He came out of nowhere and captured the country’s attention almost overnight. He sported pleated pants, bright red socks, kiltie tassel loafers and a three pack an hour cigarette habit. A frat boy all grown up into a “manhood” of intolerance, jingoism and unbridled, loud-mouth aggression. Up until his debut even the most irascible TV talking heads had striven to present themselves with at least a sheen of civility. Morton had about as much polish as a sand-blasted cinder block. His was the Donahue-style talk show set recast as a modern-day bear-baiting pit. Morton’s bookers served up an endless parade of liberal straw men and women willing to sit on his stage and be verbally berated, assaulted by carefully aimed clouds of secondhand smoke and maybe even tipped out of their chairs by the man. All while the audience howled blue murder like a bunch of villagers with pitchforks and torches. It made for great television, but it couldn’t last. Shouting matches quickly become exhausting and soon even his own fans were losing interest.

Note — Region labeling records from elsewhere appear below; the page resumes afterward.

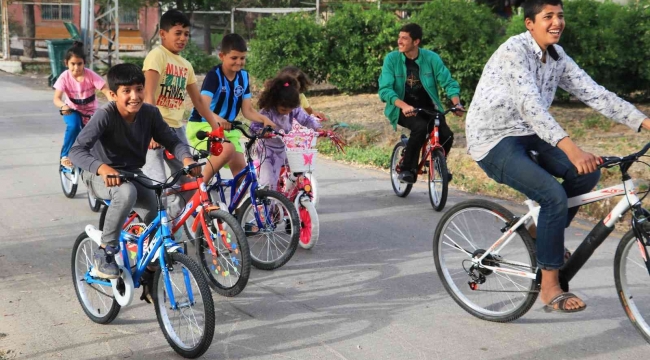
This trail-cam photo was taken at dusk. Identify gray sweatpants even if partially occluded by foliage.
[83,171,157,247]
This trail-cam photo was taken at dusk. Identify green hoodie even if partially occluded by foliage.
[379,49,460,129]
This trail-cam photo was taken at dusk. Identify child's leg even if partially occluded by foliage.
[61,112,81,157]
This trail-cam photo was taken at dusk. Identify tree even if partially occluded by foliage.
[23,4,36,58]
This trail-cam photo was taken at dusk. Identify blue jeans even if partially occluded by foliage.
[478,135,600,270]
[61,112,82,157]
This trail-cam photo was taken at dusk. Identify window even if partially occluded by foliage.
[41,5,72,20]
[120,10,138,24]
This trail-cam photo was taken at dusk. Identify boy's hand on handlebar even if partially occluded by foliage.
[183,158,201,177]
[97,164,122,187]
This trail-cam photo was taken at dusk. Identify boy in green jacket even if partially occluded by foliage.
[379,24,464,183]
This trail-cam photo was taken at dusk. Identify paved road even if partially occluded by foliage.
[0,74,649,360]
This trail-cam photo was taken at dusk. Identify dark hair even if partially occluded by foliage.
[278,65,314,93]
[523,0,564,22]
[257,74,300,110]
[160,9,190,31]
[219,33,248,54]
[106,63,144,93]
[399,23,422,41]
[63,41,86,64]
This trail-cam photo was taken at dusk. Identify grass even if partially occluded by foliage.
[309,94,650,226]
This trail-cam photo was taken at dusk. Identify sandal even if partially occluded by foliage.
[544,292,587,313]
[61,156,74,169]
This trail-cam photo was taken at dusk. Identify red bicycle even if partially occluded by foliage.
[390,107,462,211]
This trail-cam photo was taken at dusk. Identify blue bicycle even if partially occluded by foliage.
[72,164,215,358]
[187,121,300,270]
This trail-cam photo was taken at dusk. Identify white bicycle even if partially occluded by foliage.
[433,143,650,342]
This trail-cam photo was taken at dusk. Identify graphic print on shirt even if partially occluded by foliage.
[156,63,189,110]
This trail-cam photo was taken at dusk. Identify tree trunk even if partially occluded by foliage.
[203,15,212,55]
[23,5,36,59]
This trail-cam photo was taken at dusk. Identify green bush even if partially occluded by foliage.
[180,41,220,74]
[326,4,400,93]
[410,0,505,104]
[246,14,330,86]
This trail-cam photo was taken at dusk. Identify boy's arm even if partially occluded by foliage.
[241,99,276,129]
[559,54,650,131]
[186,83,232,130]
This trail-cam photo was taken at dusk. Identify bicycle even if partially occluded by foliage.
[433,139,650,342]
[59,109,102,212]
[278,130,345,249]
[72,164,215,358]
[99,142,251,297]
[390,107,463,211]
[188,121,300,270]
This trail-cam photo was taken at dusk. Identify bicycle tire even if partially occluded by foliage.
[433,200,539,322]
[298,197,320,250]
[71,231,121,324]
[390,141,413,197]
[237,189,300,270]
[59,165,80,199]
[614,223,650,343]
[429,149,449,211]
[152,253,215,359]
[196,210,251,297]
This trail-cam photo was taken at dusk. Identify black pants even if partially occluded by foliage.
[397,112,454,173]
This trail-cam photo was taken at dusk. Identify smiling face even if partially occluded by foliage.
[526,5,564,51]
[111,84,144,118]
[160,25,190,54]
[219,50,246,74]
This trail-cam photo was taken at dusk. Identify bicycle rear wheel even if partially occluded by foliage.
[59,165,79,199]
[429,149,449,211]
[433,200,538,322]
[390,141,413,197]
[72,232,120,324]
[237,189,300,270]
[195,210,251,296]
[614,224,650,342]
[152,253,215,359]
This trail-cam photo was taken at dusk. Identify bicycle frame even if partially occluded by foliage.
[85,200,194,310]
[470,178,636,283]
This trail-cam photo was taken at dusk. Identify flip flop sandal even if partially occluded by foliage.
[544,292,587,313]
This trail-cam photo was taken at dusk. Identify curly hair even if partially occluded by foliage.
[278,65,314,93]
[257,74,300,110]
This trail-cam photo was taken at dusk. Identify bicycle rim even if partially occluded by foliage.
[434,201,537,322]
[614,231,650,342]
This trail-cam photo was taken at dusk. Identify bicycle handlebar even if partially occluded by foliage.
[108,164,203,190]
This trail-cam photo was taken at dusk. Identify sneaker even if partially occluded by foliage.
[93,246,120,279]
[397,170,415,184]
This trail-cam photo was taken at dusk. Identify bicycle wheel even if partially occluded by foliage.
[237,189,300,270]
[59,165,79,199]
[298,201,320,249]
[152,253,215,359]
[88,189,102,212]
[433,200,538,322]
[305,173,319,208]
[614,224,650,342]
[390,141,413,197]
[429,149,449,211]
[195,210,251,296]
[72,232,120,324]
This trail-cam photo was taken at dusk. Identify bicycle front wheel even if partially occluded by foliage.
[433,200,538,322]
[59,165,79,199]
[72,231,120,324]
[390,141,413,197]
[614,224,650,342]
[195,210,251,296]
[429,149,449,211]
[237,189,300,270]
[153,253,215,359]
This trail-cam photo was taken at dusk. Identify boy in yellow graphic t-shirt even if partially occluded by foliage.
[142,9,220,231]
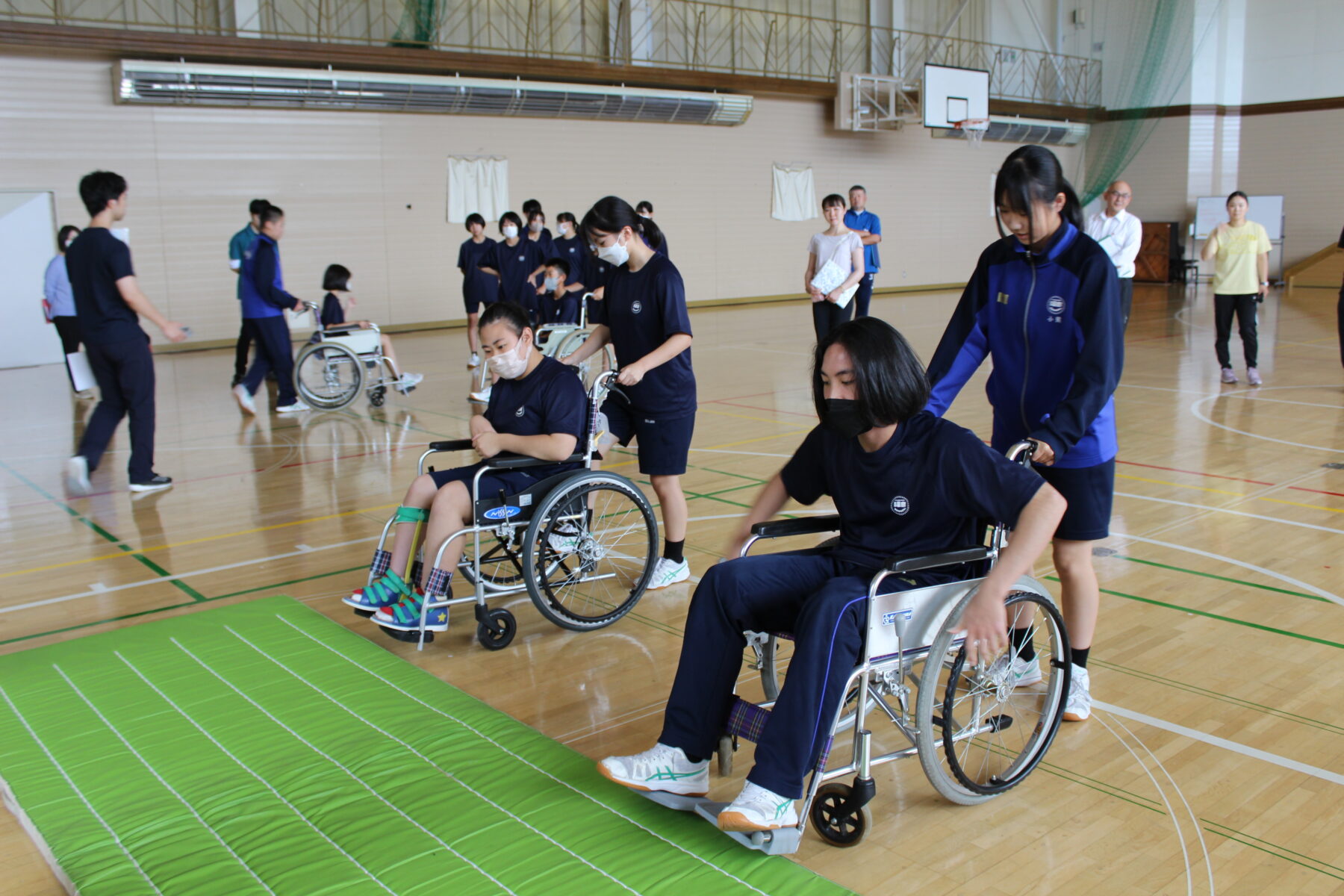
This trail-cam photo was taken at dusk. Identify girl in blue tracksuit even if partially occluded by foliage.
[929,146,1125,721]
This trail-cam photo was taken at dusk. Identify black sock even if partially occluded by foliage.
[1008,626,1036,662]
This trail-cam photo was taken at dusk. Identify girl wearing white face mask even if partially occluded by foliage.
[561,196,696,588]
[480,211,546,327]
[346,302,588,632]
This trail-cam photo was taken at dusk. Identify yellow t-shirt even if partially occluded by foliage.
[1210,220,1270,296]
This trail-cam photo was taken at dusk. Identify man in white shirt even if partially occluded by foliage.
[1087,180,1144,326]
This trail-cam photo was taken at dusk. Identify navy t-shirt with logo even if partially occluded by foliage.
[780,411,1045,570]
[585,252,696,419]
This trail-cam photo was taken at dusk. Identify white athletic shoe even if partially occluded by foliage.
[597,744,709,797]
[985,653,1040,688]
[234,383,257,417]
[719,780,798,832]
[66,454,93,494]
[1065,666,1092,721]
[648,558,691,591]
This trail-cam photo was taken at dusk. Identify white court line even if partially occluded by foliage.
[1092,700,1344,785]
[169,638,517,896]
[225,626,640,896]
[113,650,396,896]
[0,686,164,896]
[1113,533,1344,606]
[276,617,770,896]
[1116,491,1344,535]
[51,662,276,896]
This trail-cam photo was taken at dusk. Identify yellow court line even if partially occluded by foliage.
[0,504,396,579]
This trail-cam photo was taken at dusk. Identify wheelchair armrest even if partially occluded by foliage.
[751,513,840,538]
[486,451,586,470]
[429,439,472,451]
[886,545,989,572]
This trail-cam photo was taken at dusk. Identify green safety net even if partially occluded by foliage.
[0,597,848,896]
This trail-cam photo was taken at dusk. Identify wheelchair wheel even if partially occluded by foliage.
[294,343,364,411]
[555,331,615,390]
[523,470,659,632]
[915,591,1070,806]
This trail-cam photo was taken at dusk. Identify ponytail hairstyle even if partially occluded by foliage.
[581,196,662,250]
[995,145,1083,246]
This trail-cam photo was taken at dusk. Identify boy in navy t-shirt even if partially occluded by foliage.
[598,317,1065,830]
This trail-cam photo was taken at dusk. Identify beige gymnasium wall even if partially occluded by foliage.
[0,55,1077,341]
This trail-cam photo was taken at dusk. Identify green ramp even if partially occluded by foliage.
[0,597,848,896]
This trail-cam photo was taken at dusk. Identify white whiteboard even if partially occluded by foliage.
[1195,196,1284,239]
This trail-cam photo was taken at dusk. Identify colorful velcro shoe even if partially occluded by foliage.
[341,570,411,612]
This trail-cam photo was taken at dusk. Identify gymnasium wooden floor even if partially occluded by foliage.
[0,286,1344,896]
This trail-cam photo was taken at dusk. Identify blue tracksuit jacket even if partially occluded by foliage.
[927,222,1125,467]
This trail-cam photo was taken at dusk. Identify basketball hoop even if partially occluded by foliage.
[956,118,989,146]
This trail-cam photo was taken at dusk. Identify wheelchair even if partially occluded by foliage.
[476,293,615,392]
[294,302,400,411]
[642,442,1071,854]
[356,371,659,650]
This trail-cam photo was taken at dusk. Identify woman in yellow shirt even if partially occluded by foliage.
[1199,190,1269,385]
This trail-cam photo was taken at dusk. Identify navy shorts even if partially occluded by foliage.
[1032,458,1116,541]
[602,399,695,476]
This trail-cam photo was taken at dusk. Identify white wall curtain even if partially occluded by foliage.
[770,163,817,220]
[447,156,508,224]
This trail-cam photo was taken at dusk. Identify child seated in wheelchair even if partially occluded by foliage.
[344,302,588,632]
[598,317,1065,832]
[309,264,425,395]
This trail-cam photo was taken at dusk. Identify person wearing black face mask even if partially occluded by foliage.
[598,317,1065,830]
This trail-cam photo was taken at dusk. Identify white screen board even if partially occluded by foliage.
[919,64,989,128]
[1195,196,1284,239]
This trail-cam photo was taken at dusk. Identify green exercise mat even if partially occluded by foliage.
[0,597,848,896]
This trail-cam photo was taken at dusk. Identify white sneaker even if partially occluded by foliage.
[647,558,691,591]
[1065,666,1092,721]
[985,653,1040,688]
[597,744,709,797]
[234,383,257,417]
[66,454,93,494]
[719,780,798,832]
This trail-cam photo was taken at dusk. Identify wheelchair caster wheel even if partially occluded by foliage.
[810,782,872,846]
[476,609,517,650]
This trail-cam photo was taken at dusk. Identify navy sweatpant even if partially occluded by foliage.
[243,314,299,405]
[78,336,155,482]
[659,550,917,799]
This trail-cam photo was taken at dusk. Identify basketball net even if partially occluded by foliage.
[957,118,989,146]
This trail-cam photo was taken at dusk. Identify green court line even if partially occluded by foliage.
[0,461,205,600]
[1045,575,1344,650]
[1112,553,1331,603]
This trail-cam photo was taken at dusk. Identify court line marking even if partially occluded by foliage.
[276,617,770,896]
[168,638,517,896]
[1092,700,1344,785]
[225,626,640,896]
[113,650,396,896]
[0,686,164,896]
[51,662,276,896]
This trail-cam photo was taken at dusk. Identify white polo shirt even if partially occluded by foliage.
[1087,210,1144,278]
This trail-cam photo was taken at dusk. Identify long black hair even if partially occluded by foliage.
[582,196,662,249]
[812,317,929,426]
[995,145,1083,246]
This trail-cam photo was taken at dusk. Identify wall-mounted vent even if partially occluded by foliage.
[113,59,751,125]
[929,116,1092,146]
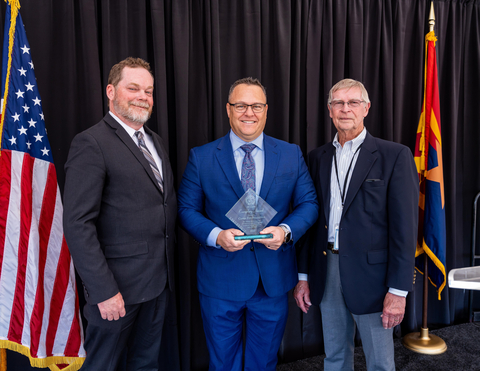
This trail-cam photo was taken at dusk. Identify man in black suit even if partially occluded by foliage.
[64,58,177,371]
[294,79,419,371]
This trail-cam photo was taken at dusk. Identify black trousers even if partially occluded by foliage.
[81,288,169,371]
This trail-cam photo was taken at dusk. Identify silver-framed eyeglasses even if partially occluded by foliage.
[228,102,267,113]
[330,99,366,109]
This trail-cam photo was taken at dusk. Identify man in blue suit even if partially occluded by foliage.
[178,77,318,371]
[294,79,419,371]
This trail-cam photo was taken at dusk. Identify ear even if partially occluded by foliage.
[225,103,230,118]
[327,103,333,119]
[106,84,115,100]
[363,103,371,117]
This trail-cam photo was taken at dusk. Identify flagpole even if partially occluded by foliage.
[402,1,447,355]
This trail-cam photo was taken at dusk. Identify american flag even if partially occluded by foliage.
[0,0,85,371]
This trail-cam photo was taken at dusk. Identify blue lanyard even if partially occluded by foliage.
[333,143,363,208]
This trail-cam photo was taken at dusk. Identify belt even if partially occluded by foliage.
[327,242,338,254]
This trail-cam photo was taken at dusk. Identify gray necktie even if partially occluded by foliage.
[135,131,163,192]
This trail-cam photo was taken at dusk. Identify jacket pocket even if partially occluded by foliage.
[203,246,228,258]
[105,241,148,258]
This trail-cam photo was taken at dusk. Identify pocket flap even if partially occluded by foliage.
[368,249,388,264]
[105,241,148,258]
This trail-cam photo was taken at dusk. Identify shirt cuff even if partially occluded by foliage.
[279,223,293,241]
[298,273,308,281]
[207,227,223,249]
[388,287,408,298]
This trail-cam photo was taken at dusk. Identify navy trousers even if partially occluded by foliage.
[200,283,288,371]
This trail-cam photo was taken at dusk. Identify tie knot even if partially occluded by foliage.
[135,131,145,145]
[240,143,256,153]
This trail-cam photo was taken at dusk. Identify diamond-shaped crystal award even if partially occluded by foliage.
[225,189,277,240]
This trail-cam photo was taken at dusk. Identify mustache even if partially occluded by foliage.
[129,102,150,108]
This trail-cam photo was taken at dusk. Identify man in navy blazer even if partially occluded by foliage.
[64,58,177,371]
[294,79,419,371]
[178,78,318,371]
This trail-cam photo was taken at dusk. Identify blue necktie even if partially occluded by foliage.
[240,144,256,192]
[135,131,163,192]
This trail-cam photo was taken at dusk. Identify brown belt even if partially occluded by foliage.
[327,242,338,254]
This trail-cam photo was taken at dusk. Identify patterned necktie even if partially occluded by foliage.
[135,131,163,192]
[240,144,256,192]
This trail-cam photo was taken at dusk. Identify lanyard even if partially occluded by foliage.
[333,143,363,208]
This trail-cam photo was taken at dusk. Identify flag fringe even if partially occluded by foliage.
[0,0,20,156]
[0,339,85,371]
[415,240,447,300]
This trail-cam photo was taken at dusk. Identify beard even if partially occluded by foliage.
[113,97,152,125]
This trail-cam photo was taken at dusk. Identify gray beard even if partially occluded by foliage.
[113,100,151,125]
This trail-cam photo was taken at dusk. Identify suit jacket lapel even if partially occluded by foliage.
[103,113,162,192]
[318,144,335,222]
[342,132,377,215]
[257,134,280,200]
[215,133,245,198]
[143,126,173,195]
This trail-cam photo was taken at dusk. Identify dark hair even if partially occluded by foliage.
[108,57,153,87]
[228,77,267,102]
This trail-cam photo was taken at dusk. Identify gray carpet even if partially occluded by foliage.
[277,323,480,371]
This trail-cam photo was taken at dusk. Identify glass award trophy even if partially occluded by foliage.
[225,189,277,240]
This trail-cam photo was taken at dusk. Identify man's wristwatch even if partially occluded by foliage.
[279,225,292,243]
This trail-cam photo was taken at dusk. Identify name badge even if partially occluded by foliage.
[333,224,338,251]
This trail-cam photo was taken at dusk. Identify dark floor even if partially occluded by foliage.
[277,323,480,371]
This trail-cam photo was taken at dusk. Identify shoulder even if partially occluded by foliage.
[191,135,228,155]
[308,142,334,161]
[264,134,300,152]
[75,114,114,138]
[364,135,413,157]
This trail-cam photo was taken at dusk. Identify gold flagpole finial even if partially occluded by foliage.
[428,1,435,32]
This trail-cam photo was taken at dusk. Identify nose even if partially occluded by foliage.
[243,106,255,115]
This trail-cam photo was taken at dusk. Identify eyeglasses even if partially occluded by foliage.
[228,102,267,113]
[330,99,366,109]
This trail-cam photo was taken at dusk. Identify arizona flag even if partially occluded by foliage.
[415,31,446,300]
[0,0,85,371]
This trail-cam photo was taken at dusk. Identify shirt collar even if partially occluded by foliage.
[108,111,145,138]
[230,130,263,152]
[333,128,367,152]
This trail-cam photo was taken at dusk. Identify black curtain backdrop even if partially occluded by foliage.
[0,0,480,370]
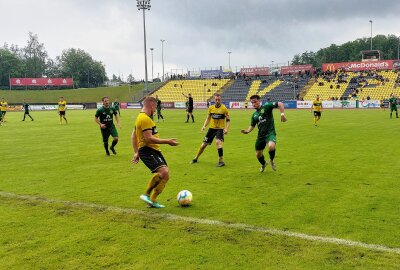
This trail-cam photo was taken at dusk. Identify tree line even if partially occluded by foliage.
[0,33,108,88]
[292,35,399,67]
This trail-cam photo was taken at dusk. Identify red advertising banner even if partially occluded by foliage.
[240,67,269,76]
[10,78,74,86]
[281,65,314,75]
[322,60,394,71]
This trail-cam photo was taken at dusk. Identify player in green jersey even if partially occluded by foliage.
[156,96,164,122]
[22,99,33,121]
[94,97,121,156]
[241,95,287,172]
[389,93,399,118]
[112,99,121,116]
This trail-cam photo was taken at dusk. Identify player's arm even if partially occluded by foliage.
[278,101,287,122]
[240,126,255,134]
[143,129,178,146]
[224,113,231,134]
[201,114,211,132]
[94,116,106,129]
[114,113,122,128]
[131,126,139,164]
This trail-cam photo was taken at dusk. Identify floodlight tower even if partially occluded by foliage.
[136,0,151,93]
[150,48,154,81]
[369,20,372,50]
[160,39,165,82]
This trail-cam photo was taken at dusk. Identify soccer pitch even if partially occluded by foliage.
[0,110,400,269]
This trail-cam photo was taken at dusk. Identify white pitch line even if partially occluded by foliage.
[0,191,400,254]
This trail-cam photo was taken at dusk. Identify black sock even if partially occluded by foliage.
[257,155,265,165]
[269,149,275,160]
[218,148,224,157]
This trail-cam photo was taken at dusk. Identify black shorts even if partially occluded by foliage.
[139,146,168,173]
[100,125,118,142]
[203,128,224,144]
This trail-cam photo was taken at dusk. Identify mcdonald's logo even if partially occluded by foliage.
[326,64,336,71]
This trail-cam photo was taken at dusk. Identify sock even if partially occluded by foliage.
[218,147,224,162]
[257,155,265,165]
[194,145,206,160]
[111,140,118,148]
[268,149,275,160]
[145,173,160,195]
[150,179,168,202]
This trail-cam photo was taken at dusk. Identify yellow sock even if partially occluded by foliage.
[150,179,168,202]
[146,173,160,195]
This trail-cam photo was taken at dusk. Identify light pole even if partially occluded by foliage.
[136,0,151,92]
[150,48,154,82]
[160,39,165,82]
[369,20,372,50]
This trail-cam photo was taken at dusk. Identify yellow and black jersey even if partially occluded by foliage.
[208,104,229,129]
[58,100,67,112]
[135,112,160,151]
[313,100,322,112]
[0,101,8,112]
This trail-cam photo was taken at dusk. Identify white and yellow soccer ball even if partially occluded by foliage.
[176,190,193,206]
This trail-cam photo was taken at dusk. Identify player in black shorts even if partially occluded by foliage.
[182,93,194,123]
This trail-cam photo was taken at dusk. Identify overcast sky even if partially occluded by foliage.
[0,0,400,80]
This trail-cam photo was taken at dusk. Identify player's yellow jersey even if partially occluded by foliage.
[135,112,160,151]
[0,101,8,112]
[313,100,322,112]
[208,104,229,129]
[58,100,67,112]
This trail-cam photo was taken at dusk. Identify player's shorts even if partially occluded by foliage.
[203,128,224,144]
[314,111,321,117]
[139,146,168,173]
[100,125,118,142]
[255,134,276,151]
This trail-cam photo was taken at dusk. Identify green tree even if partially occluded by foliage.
[23,32,48,78]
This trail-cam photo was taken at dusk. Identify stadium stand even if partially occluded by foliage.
[151,79,229,102]
[222,75,309,101]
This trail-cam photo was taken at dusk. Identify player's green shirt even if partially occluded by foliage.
[113,101,119,110]
[95,106,117,128]
[157,99,161,112]
[250,102,278,138]
[389,97,397,108]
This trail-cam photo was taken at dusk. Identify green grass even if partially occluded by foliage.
[0,83,160,103]
[0,110,400,269]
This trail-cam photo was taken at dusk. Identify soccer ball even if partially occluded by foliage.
[176,190,193,206]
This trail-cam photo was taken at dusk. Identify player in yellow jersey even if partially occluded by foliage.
[191,94,230,167]
[0,98,8,122]
[58,97,68,125]
[311,95,322,126]
[131,97,178,208]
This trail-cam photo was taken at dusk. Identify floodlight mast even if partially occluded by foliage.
[136,0,151,94]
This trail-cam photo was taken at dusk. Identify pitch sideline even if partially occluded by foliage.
[0,191,400,254]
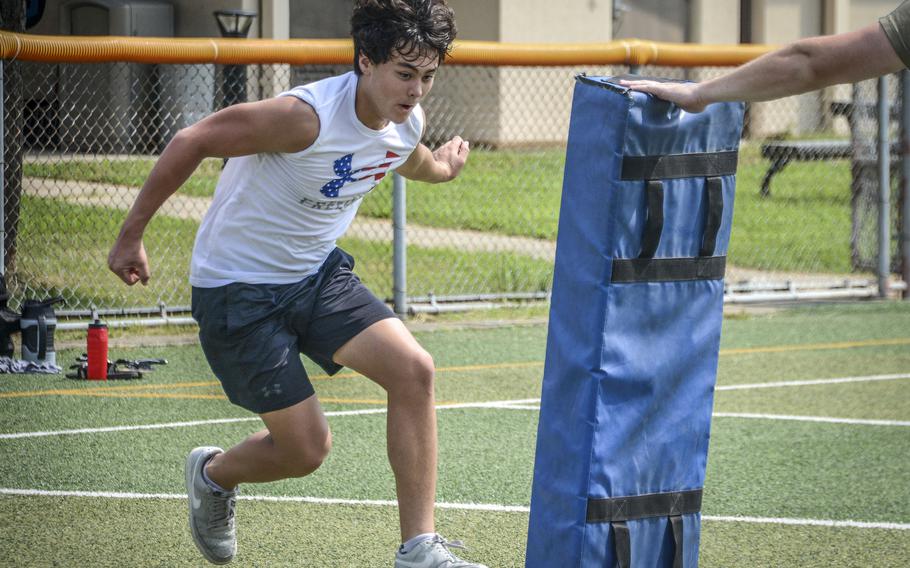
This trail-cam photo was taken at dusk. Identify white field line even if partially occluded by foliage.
[713,412,910,426]
[0,373,910,440]
[0,399,540,440]
[714,373,910,391]
[0,488,910,531]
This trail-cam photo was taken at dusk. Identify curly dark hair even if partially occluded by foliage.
[351,0,457,75]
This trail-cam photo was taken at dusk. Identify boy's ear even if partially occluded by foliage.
[357,51,373,74]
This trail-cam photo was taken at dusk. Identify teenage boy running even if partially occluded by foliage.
[108,0,482,568]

Morton had one last throw of the dice but it came up snake eyes. The mirror in the bathroom at San Francisco Airport betrayed him, and the backwards swastika on his face that had purportedly been applied by crazed skinheads brandishing magic markers and hairdressing shears was eventually revealed to be the emblem of a desperate act of self-abuse. So the whole world laughed at him. And once you became a laughingstock, you certainly aren’t going to keep earning a living as a bully because bullies need fear and intimidation to succeed. So that was it.
The whole thing lasted less than eighteen months.